El guión de nuestra película: abandonar el Medio Oeste mientras el invierno se avecina por algún lugar donde podamos conducir tan rápido como queramos, dentro de lo razonable. Averigüe quién construye el mejor supersedán de alta velocidad y aprenda algo sobre las diferentes naturalezas del rendimiento alemán y estadounidense en el camino. Entonces, un martes por la mañana de diciembre, atravesamos el vasto paisaje desértico con una flota de 1922 hp.

Abandonamos la I-15, la última autopista que veremos en los próximos dos días y medio, y nos dirigimos hacia la ciudad de nombre extraño de Hurricane, Utah. El Parque Nacional Zion no está muy al norte, pero nos dirigimos hacia el sureste a través de los valles abiertos y las llanuras de la Reserva India Kaibab. Es el lugar perfecto para desatar un desfile de caballos de fuerza.

Estoy en el M5. Durante décadas, ha sido el rey indiscutible de los sedanes deportivos. Un número limitado de M5 en las décadas de 1980 y 1990 despertó el apetito estadounidense por un automóvil que pueda transportar cómodamente a cuatro adultos a una velocidad vertiginosa a través de los continentes. El M5 con chasis E39 llegó en 2000 con un motor V8 de 394 hp y manual de seis velocidades y se consolidó como el cuatro puertas de alto rendimiento. Muchos fabricantes de automóviles han intentado duplicar su magia, con diversos grados de éxito, pero ninguno se ha acercado realmente.

evan klein

El actual BMW M5, con un V8 biturbo de 4.4 litros, aporta a esta fiesta unos nada despreciables 575 hp y 500 lb-pie de torque. Nuestro auto de prueba tiene rotores de freno cerámicos de carbón de $9250; la caja de cambios estándar de doble embrague y siete velocidades; y el paquete Competition, que produce un aumento de 15 hp. El M5 es el único automóvil de este trío que también se ofrece con una transmisión manual de seis velocidades. Con cualquiera de las dos cajas de cambios, es una excelente turismo de alta velocidad. El asiento no solo se ajusta sino que se adapta a la columna vertebral. El sencillo volante, no tan grueso como era la práctica reciente de BMW M, se fusiona con las manos. El V8, normalmente silencioso como un auto de lujo, cobra vida cuando gira hacia su línea roja de 7200 rpm. BMW claramente ha estado en esto durante mucho tiempo.
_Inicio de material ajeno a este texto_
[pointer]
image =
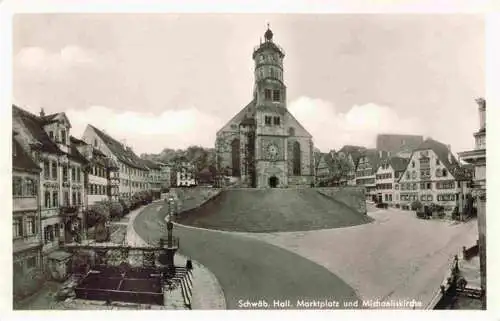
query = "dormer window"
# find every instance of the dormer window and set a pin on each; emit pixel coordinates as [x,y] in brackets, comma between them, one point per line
[267,94]
[63,137]
[276,95]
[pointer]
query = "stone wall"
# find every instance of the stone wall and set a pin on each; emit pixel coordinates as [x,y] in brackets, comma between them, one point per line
[352,196]
[191,198]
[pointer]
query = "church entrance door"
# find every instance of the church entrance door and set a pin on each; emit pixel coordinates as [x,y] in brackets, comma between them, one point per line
[273,181]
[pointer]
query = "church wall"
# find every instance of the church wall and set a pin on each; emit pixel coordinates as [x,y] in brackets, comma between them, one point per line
[306,168]
[267,169]
[223,148]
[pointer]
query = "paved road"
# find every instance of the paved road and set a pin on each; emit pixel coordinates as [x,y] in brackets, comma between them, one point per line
[274,210]
[249,269]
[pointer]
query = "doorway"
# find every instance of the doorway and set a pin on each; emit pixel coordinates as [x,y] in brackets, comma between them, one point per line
[273,181]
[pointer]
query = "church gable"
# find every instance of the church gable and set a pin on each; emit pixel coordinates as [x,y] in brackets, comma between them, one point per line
[294,128]
[234,123]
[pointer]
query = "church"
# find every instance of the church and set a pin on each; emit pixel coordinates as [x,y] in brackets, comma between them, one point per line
[264,145]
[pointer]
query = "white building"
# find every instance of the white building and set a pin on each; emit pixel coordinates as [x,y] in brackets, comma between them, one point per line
[46,138]
[433,175]
[186,176]
[133,174]
[386,179]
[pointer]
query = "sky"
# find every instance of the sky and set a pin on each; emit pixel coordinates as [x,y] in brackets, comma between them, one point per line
[161,81]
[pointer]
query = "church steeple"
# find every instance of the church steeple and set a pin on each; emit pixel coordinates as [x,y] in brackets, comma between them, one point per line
[269,84]
[269,34]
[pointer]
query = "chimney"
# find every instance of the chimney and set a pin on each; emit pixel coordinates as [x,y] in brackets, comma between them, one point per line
[482,113]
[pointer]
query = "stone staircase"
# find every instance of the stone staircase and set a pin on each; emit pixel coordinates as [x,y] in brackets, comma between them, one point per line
[181,288]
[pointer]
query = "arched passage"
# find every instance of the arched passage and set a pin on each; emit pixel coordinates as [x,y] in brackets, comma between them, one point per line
[235,156]
[273,181]
[296,159]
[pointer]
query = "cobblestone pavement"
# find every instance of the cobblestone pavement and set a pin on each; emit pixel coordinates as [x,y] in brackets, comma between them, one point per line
[248,269]
[398,256]
[207,293]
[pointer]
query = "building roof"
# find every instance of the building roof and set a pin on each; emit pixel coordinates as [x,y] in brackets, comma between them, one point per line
[21,160]
[124,154]
[374,157]
[451,163]
[354,151]
[150,164]
[395,142]
[35,124]
[398,164]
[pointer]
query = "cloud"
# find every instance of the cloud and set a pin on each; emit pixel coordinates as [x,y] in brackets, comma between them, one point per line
[358,126]
[149,133]
[146,132]
[41,60]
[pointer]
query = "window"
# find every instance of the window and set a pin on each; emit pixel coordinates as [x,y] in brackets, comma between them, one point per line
[66,198]
[65,173]
[267,94]
[63,137]
[47,199]
[54,170]
[17,227]
[30,187]
[31,262]
[276,95]
[55,200]
[46,169]
[17,186]
[30,226]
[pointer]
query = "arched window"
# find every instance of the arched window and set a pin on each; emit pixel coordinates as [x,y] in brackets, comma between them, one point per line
[235,155]
[296,159]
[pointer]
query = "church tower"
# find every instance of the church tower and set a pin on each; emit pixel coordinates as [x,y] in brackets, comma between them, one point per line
[269,87]
[270,112]
[263,145]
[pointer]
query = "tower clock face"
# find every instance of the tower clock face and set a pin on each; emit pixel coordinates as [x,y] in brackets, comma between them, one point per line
[272,151]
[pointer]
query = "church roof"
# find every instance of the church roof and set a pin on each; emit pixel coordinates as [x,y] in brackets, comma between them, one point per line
[248,110]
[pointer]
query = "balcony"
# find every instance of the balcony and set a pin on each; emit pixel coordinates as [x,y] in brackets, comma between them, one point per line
[68,210]
[24,203]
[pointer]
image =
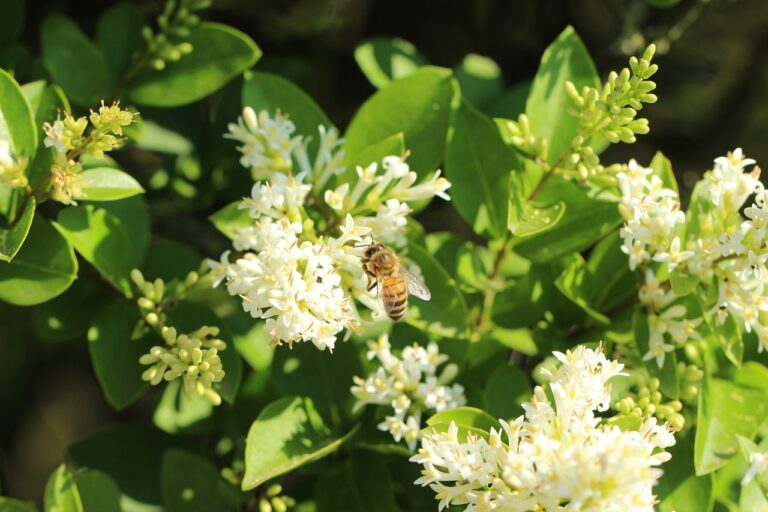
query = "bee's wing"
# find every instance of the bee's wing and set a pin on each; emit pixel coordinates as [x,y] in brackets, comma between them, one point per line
[416,286]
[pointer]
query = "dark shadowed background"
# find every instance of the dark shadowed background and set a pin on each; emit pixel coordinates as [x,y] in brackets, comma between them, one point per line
[714,71]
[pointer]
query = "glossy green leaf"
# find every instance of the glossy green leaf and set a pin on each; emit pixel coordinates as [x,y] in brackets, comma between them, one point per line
[106,184]
[230,219]
[480,80]
[43,268]
[725,411]
[104,240]
[13,236]
[61,494]
[679,488]
[384,59]
[548,106]
[220,53]
[287,434]
[465,417]
[70,314]
[118,35]
[358,483]
[585,221]
[75,62]
[116,341]
[321,376]
[191,484]
[132,456]
[97,491]
[12,505]
[667,374]
[445,314]
[536,220]
[17,123]
[478,165]
[419,106]
[506,390]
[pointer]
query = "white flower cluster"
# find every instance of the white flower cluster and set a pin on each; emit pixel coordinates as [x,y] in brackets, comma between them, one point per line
[11,170]
[193,357]
[410,385]
[722,244]
[558,457]
[305,283]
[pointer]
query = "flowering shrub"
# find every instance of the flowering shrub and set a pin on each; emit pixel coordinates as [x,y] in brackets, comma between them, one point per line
[579,334]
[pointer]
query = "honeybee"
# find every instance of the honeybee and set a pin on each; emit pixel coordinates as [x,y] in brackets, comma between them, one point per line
[394,281]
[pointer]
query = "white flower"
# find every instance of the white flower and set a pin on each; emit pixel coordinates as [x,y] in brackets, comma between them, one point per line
[673,256]
[758,464]
[11,170]
[267,143]
[409,385]
[293,285]
[558,456]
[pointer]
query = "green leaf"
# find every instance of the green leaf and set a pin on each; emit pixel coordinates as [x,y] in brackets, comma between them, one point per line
[264,91]
[17,124]
[75,62]
[12,505]
[465,417]
[679,488]
[118,34]
[190,316]
[220,53]
[97,491]
[43,268]
[132,456]
[230,219]
[548,106]
[358,483]
[506,390]
[384,59]
[667,374]
[480,80]
[70,314]
[585,221]
[106,184]
[321,376]
[662,168]
[419,106]
[445,314]
[12,237]
[478,165]
[191,483]
[536,220]
[116,341]
[61,494]
[287,434]
[177,412]
[12,21]
[726,410]
[104,241]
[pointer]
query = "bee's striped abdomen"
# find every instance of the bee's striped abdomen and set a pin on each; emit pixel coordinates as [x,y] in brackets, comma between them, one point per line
[394,296]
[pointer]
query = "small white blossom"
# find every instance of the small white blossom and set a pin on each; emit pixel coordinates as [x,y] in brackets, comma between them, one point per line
[410,385]
[558,453]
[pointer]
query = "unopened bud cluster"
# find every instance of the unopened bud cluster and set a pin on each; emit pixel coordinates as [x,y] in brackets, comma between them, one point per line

Tal vez demasiado tiempo. Mientras que hace 20 años había una frontera de desempeño que BMW debía conquistar, ahora las capacidades del M5 se esconden detrás de la iniciativa EfficientDynamics de la compañía. Cada vez que arranca, el automóvil se establece de forma predeterminada en su configuración más suave y eficiente. Tienes que presionar varios botones M para entrar en el modo de ataque. "Casi tienes que recordarle que es un M5", dice el editor de reportajes David Zenlea, que está montando una escopeta y enviando mensajes de texto con calma a su novia mientras piso el acelerador.

La única indicación real de nuestra velocidad es el barrido de la aguja del velocímetro. Pero el vasto paisaje apenas parece cambiar.

La prisa por llegar a 100 mph no es prisa. La única indicación real de nuestra velocidad es el barrido de la aguja del velocímetro. El camino pisotea, pero el vasto paisaje apenas parece cambiar. Veo 160 mph desde el velocímetro optimista. Parece que podemos quedarnos aquí todo el día, algo que el M5 haría con gusto.

Llegamos a una gasolinera en Fredonia, un pequeño y sombrío pueblo del desierto de Arizona justo al sur de la frontera con Utah. Cuando el editor de pruebas de manejo, Robin Warner, se baja del Hellcat, dice: "Es impactante lo fácil que es lograr estas velocidades en estos autos en estas carreteras".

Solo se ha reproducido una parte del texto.